In a recent question, Steve Ross points out that Adobe Photoshop has a useful feature for matching color between photographs. Of course, color adjustment can be accomplished in Gimp with careful use of the curves tool, that requires both expertise and a good eye, while Photoshop's Match Color tool seems easy to use with little manual input required.
Is there an equivalently-easy way to accomplish this in Gimp? Or even a moderately-intermediate approach?
I've found a tutorial for A "Match Colour" Method for the Gimp, and a Colour Match Plugin, but these seem more concerned with special effects (or with matching skin tones) than with the more general yet simultaneously easier tool provided in Photoshop.
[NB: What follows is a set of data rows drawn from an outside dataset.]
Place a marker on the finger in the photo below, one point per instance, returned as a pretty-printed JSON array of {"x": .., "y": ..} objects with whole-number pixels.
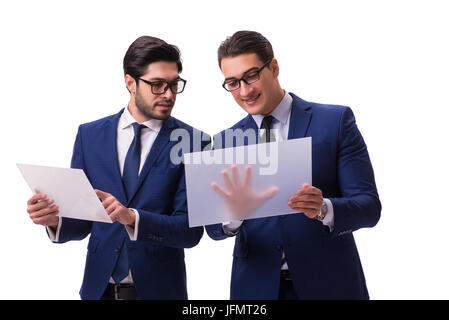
[
  {"x": 307, "y": 198},
  {"x": 35, "y": 199},
  {"x": 44, "y": 212},
  {"x": 111, "y": 208},
  {"x": 102, "y": 195},
  {"x": 247, "y": 178},
  {"x": 227, "y": 180},
  {"x": 270, "y": 192},
  {"x": 114, "y": 215},
  {"x": 47, "y": 220},
  {"x": 40, "y": 205},
  {"x": 308, "y": 189},
  {"x": 219, "y": 190},
  {"x": 235, "y": 175},
  {"x": 305, "y": 208},
  {"x": 107, "y": 202},
  {"x": 306, "y": 205}
]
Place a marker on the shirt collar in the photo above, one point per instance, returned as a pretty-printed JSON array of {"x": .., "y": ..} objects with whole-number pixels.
[
  {"x": 127, "y": 120},
  {"x": 280, "y": 113}
]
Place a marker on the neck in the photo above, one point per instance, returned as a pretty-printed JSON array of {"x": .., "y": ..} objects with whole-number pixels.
[
  {"x": 279, "y": 96},
  {"x": 137, "y": 115}
]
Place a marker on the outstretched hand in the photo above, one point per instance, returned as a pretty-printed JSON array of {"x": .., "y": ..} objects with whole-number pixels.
[{"x": 238, "y": 195}]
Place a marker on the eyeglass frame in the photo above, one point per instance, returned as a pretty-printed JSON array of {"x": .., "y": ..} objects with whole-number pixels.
[
  {"x": 168, "y": 84},
  {"x": 258, "y": 70}
]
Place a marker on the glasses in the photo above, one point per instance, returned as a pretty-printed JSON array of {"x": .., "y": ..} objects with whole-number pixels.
[
  {"x": 159, "y": 87},
  {"x": 249, "y": 77}
]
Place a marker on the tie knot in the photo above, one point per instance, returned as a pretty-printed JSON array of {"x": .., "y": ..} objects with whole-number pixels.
[
  {"x": 137, "y": 127},
  {"x": 266, "y": 122}
]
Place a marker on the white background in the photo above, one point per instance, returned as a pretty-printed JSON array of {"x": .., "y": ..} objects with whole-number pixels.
[{"x": 61, "y": 65}]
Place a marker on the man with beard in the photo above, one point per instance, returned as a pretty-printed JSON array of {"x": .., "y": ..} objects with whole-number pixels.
[
  {"x": 126, "y": 158},
  {"x": 311, "y": 254}
]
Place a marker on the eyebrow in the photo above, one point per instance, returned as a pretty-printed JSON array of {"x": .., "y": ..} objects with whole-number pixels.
[
  {"x": 244, "y": 73},
  {"x": 162, "y": 79}
]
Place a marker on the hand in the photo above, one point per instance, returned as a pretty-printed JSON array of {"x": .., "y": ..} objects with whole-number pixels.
[
  {"x": 240, "y": 199},
  {"x": 43, "y": 211},
  {"x": 115, "y": 210},
  {"x": 307, "y": 200}
]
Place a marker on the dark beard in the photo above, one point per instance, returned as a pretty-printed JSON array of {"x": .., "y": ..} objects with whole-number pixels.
[{"x": 147, "y": 110}]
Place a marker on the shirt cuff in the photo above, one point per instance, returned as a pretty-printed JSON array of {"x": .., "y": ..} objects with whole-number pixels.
[
  {"x": 133, "y": 232},
  {"x": 54, "y": 234},
  {"x": 329, "y": 218}
]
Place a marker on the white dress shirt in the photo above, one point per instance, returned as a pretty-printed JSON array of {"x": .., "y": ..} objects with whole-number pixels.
[
  {"x": 125, "y": 135},
  {"x": 280, "y": 126}
]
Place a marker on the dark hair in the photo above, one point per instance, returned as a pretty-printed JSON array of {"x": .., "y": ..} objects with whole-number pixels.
[
  {"x": 243, "y": 42},
  {"x": 145, "y": 50}
]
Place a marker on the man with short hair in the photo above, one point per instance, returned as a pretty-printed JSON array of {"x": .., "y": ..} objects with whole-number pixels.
[
  {"x": 126, "y": 157},
  {"x": 310, "y": 254}
]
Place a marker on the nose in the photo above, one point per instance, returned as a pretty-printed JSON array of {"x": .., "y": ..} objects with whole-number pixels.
[{"x": 169, "y": 95}]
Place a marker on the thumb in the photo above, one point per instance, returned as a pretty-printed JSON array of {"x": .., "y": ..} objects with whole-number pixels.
[
  {"x": 100, "y": 194},
  {"x": 270, "y": 192}
]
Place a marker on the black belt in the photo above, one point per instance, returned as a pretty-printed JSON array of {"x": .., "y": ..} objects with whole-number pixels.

Here's an example of the results of using the "Match Colour" method as suggested above (or in @dpollitt's answer).
I took a single (boring; sorry) photo of some plants my porch and saved as jpeg in camera, once with auto WB and once with WB set to tungsten:
Then I ran the Gimp script, and got this:
This is kind of cool, but not what I'm going for. It's my impression (maybe I'm wrong — please correct me and this answer if so) that the Photoshop tool can, with the right settings, basically do this magically.
Here's Steve Ross's sample image run through the same script:
This does not compare favorably to the result Steve gets with Photoshop. Is this just a matter of the script not having enough knobs to twiddle, or is it fundamentally insufficient?